Lung-on-chip model systems to study host-pathogen interactions in respiratory infections
Vivek Thacker a, Kunal Sharma a, Neeraj Dhar a, John McKinney a
a Ecole Polytechnique Federale de Lausanne (EPFL), Lausanne, Switzerland
Proceedings of Emerging Investigators in Microfluidics Conference (EIMC)
Online, Spain, 2021 July 20th - 21st
Organizers: Adrian Nightingale, Darius Rackus and Claire Stanley
Oral, Vivek Thacker, presentation 030
DOI: https://doi.org/10.29363/nanoge.eimc.2021.030
Publication date: 5th July 2021

The vast surface area of the distal lung, sparsely populated with resident immune cells, is the often the site of emerging (COVID-19) or established (Tuberculosis) infection diseases. For example, severe COVID-19 result in microvascular thrombosis in the lung and systemic endothelialitis, but the underlying dynamics of damage to the vasculature and whether it is a direct consequence of endothelial infection or an indirect consequence of immune cell mediated cytokine storms is still unclear. In contrast, the minimum infectious dose in tuberculosis can be as low as one, which makes the early stages of infection difficult to study even in animal models. Yet heterogenous outcomes in the early stages of infection significantly alter the course of infection and may explain why the proportion of exposed individuals who develop clinical tuberculosis is low. In my talk, I will describe efforts to develop the lung-on-chip as model systems for respiratory infectious diseases and showcase the ability of these systems to enable new experiments that would not be possible in vivo.

In the case of COVID-19, we used a vascularised human lung-on-chip model [1] where we find that rapid infection of the underlying endothelial layer leads to the generation of clusters of endothelial cells with low or no CD31 expression, a progressive loss of endothelial barrier integrity, and a pro-coagulatory microenvironment.

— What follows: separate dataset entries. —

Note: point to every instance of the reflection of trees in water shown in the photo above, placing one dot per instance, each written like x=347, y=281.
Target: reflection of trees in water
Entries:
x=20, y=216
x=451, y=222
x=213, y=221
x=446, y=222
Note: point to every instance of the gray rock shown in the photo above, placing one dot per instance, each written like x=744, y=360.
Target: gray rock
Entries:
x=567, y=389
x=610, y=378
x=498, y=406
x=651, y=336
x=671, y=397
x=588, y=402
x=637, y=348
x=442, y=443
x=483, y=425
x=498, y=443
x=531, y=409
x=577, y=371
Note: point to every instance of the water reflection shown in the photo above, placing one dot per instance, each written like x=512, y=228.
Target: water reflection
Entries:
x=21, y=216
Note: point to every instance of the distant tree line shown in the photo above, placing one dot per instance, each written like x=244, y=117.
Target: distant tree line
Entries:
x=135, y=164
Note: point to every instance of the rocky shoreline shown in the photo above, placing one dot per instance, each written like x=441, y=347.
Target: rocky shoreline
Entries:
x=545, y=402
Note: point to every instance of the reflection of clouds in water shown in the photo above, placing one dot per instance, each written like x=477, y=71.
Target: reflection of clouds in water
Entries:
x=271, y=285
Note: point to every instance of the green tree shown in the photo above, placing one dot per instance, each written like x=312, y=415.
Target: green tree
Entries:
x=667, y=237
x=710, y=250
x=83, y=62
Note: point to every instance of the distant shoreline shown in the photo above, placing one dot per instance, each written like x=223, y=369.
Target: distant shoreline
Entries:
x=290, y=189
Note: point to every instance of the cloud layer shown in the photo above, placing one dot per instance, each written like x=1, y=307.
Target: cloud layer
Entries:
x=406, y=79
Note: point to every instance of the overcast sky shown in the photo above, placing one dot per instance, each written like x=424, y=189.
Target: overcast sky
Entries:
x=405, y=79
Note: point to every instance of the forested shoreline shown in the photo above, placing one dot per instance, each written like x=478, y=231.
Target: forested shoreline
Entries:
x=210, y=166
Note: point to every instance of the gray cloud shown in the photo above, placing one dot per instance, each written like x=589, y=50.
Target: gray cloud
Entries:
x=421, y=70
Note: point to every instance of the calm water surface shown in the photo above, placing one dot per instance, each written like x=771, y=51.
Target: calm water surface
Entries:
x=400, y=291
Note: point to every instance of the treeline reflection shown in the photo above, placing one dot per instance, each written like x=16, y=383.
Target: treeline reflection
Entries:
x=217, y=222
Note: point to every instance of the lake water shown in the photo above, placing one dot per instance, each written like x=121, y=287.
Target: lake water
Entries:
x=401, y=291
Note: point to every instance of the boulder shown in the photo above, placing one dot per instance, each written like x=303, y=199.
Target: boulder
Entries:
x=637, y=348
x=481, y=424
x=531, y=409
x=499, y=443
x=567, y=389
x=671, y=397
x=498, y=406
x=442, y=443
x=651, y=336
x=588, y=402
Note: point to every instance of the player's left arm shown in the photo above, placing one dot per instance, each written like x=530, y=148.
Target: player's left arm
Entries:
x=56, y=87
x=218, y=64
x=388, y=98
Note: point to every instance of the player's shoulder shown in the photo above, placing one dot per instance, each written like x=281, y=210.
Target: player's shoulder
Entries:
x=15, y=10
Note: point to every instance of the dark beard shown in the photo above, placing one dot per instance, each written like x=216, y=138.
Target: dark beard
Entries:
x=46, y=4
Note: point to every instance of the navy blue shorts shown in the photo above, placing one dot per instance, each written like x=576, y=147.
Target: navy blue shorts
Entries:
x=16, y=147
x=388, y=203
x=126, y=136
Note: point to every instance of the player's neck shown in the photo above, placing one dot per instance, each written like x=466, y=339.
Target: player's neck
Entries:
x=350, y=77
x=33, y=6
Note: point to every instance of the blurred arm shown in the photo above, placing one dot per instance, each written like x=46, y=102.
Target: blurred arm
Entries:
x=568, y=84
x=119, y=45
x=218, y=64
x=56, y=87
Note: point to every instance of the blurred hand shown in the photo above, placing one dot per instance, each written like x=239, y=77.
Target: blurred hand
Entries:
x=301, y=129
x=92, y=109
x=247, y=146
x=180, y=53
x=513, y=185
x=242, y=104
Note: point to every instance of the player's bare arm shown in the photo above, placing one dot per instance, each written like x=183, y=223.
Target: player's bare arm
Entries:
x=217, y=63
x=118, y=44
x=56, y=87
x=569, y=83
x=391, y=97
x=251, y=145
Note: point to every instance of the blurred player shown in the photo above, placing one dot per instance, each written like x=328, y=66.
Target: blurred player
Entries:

These morphological changes do not occur if endothelial cells are exposed to SARS-CoV-2 apically. Viral RNA persisted in individual cells, which generated a response skewed towards NF-KB mediated inflammation and an antiviral interferon response which was transient in epithelial cells but persistent in endothelial cells. Perfusion with Tocilizumab, an inhibitor of trans IL-6 signalling slows the loss of barrier integrity but does not prevent the formation of endothelial cell clusters with reduced CD31 expression. Further work is ongoing to understand the role of cell-cell communication in the inflammation observed.

Prior to this, we used a a murine lung-on-chip model for tuberculosis to recreate a level of pulmonary surfactant deficiency that would be lethal in vivo [2]. Using long-term time-lapse imaging, we measured the growth rates of small bacterial microcolonies in the induvial host cells at the air-liquid interface and showed that pulmonary surfactant secreted by epithelial cells dramatically reduced bacterial growth in both epithelial cells and macrophages, whereas deficient levels of surfactant led to unimpeded growth. These insights suggest a greater role for alveolar epithelial cells in early tuberculosis than previously assumed.